Opinion
2001-01860
Submitted March 8, 2002.
April 1, 2002.
In an action to recover damages for personal injuries, the plaintiff appeals, as limited by her brief, from so much of a judgment of the Supreme Court, Nassau County (Brandveen, J.), dated January 24, 2001, as, upon an order of the same court, entered October 5, 2000, which denied her motion pursuant to CPLR 4404 to set aside the jury verdict, awarded her total damages in the principal sum of only $51,247.96 (for past and future medical expenses and past loss of earnings) and failed to award her damages for past and future pain and suffering.
Katz Kreinces, LLP, Garden City, N.Y. (Lawrence K. Katz of counsel), for appellant.
White, Fleischner Fino, LLP, New York, N.Y. (Michael R. Varble of counsel), for respondents.
Before: FRED T. SANTUCCI, J.P., SONDRA MILLER, LEO F. McGINITY, ROBERT W. SCHMIDT, JJ.
ORDERED that the judgment is reversed insofar as appealed from, on the law, a new trial is granted on the issue of damages, and the matter is remitted to the Supreme Court, Nassau County, for a new trial as to all damages, with costs to abide the event.
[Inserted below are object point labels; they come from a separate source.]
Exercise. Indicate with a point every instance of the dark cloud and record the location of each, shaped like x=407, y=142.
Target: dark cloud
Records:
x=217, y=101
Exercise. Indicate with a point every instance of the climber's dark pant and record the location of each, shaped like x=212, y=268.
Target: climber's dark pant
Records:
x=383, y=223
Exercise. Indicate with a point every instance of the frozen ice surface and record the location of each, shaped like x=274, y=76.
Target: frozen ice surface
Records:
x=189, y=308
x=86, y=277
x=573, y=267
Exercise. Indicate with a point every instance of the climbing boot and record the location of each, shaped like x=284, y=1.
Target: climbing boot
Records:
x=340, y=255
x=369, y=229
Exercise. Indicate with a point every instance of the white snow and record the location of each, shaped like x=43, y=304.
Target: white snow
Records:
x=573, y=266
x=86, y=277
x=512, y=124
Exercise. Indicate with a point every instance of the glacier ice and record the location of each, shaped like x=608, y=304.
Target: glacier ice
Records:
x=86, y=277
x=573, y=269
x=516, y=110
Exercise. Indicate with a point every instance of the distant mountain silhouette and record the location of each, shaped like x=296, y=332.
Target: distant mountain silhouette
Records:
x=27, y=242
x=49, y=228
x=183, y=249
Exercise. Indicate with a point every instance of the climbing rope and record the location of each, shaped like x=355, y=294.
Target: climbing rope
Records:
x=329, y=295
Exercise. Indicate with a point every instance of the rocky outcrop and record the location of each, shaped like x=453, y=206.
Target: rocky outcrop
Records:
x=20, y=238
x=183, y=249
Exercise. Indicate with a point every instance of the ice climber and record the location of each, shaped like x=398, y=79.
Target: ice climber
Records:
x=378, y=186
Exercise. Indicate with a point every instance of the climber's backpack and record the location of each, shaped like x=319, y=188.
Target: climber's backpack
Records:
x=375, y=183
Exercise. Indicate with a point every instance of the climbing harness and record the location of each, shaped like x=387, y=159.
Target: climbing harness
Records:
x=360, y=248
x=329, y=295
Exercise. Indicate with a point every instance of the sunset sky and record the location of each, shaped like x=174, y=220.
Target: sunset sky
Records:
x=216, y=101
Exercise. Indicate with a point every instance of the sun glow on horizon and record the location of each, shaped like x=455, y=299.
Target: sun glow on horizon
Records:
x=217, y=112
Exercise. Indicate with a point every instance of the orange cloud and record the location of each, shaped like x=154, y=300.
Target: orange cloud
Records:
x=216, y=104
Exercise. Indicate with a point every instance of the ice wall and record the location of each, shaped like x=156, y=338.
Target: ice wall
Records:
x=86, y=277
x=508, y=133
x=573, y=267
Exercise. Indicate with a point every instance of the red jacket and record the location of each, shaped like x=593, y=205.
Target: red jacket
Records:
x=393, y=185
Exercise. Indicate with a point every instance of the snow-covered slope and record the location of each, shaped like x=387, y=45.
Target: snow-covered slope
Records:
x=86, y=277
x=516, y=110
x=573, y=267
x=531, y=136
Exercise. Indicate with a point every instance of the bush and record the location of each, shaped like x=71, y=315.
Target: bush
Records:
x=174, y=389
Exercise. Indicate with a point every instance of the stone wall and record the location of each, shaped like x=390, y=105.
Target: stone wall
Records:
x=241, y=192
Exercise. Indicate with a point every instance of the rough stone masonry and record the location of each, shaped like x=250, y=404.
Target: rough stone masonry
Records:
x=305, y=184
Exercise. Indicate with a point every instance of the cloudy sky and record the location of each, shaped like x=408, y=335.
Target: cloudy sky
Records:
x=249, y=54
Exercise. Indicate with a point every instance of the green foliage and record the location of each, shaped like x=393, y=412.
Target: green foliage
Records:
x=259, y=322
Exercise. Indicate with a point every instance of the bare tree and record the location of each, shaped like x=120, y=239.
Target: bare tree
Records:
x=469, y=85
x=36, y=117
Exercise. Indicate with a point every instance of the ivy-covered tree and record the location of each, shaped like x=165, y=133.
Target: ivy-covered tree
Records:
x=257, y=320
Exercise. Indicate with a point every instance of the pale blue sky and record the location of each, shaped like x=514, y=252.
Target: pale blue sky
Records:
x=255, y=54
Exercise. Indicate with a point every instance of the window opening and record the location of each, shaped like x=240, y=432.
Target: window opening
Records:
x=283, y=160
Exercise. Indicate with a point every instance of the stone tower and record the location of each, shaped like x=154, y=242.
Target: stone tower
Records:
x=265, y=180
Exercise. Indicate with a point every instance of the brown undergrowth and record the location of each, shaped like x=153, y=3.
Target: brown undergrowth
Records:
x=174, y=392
The plaintiff commenced this action against the defendants to recover damages for personal injuries allegedly sustained in a motor vehicle accident. The jury apportioned fault 60% against the plaintiff and 40% against the defendant Gerald Rubin. The jury awarded the plaintiff (subject to the 60% reduction) $52,000 for past medical expenses, $67,200 for future medical expenses, $13,000 for past loss of earnings, and nothing for past and future pain and suffering. Following the trial, the plaintiff moved to set aside the verdict, inter alia, on the grounds that the award of damages was against the weight of the evidence, irreconcilably inconsistent, and represented a compromise verdict. The Supreme Court denied the motion and a judgment was thereafter entered upon the jury verdict. We now reverse the judgment insofar as appealed from and remit the matter for a new trial on the issue of all damages, including past and future pain and suffering.
The trial court should have set the verdict aside and granted a new trial on the issue of damages (see Myers v. Schaffer Grocery Corp., 281 A.D.2d 156, 157; Cadet v. City of New York, 238 A.D.2d 368; Cochetti v. Gralow, 192 A.D.2d 974, 975; Patrick v. New York Bus Serv., 189 A.D.2d 611, 612). Although the plaintiff failed to preserve for appellate review her claim that the verdict was inconsistent because the claim was raised after the jury had been discharged (see Barry v. Manglass, 55 N.Y.2d 803; Tesoro v. Rozza, 267 A.D.2d 227; Pelosi v. TJA Maintenance Programming, 247 A.D.2d 453, 454), where the jury necessarily concludes that the plaintiff was injured as a result of the accident, "the jury's failure to award damages for pain and suffering is contrary to a fair interpretation of the evidence and constitutes a material deviation from what would be reasonable compensation" (Ramos v. New York City Hous. Auth., 280 A.D.2d 325, 326, quoting Kennett v. Piotrowski, 234 A.D.2d 983, 984; see Pares v. LaPrade, 266 A.D.2d 852; Kriesel v. May Dept. Stores Co., 261 A.D.2d 837; Corsaro v. Mt. Calvary Cemetery, 258 A.D.2d 969; Grasso v. American Brass Co., 212 A.D.2d 994; see also Laraby v. Village of Potsdam Hous. Auth., 252 A.D.2d 603). Moreover, there is a strong likelihood that the verdict was an impermissible compromise (see Rivera v. City of New York, 253 A.D.2d 597, 600; Torres v. City of New York, 226 A.D.2d 701, 702). The jury was presented with conflicting evidence and theories as to the cause of the plaintiff's injuries, and it is possible that it was confused by the issue of what injuries were caused by the automobile accident and what injuries were pre-existing. While the award of nothing for pain and suffering could be explained by evidence of pre-existing injuries, if the jury credited the defendants' expert witnesses and concluded that the plaintiff sustained no further injury as a result of the automobile accident, then the awards of damages for past and future medical expenses and past loss of earnings would be unwarranted. If the jury concluded that the plaintiff sustained further injury as a result of the accident, then the award of nothing for past and future pain and suffering is inadequate (see Cadet v. City of New York, supra; Torres v. City of New York, supra, at 702; Cochetti v. Gralow, supra, at 975; Patrick v. New York Bus Serv., supra, at 612).
Given the need for a new trial on the issue of damages, it is unnecessary for us to reach the issue of the inadequacy of the damages awarded in this case.
SANTUCCI, J.P., S. MILLER, McGINITY and SCHMIDT, JJ., concur.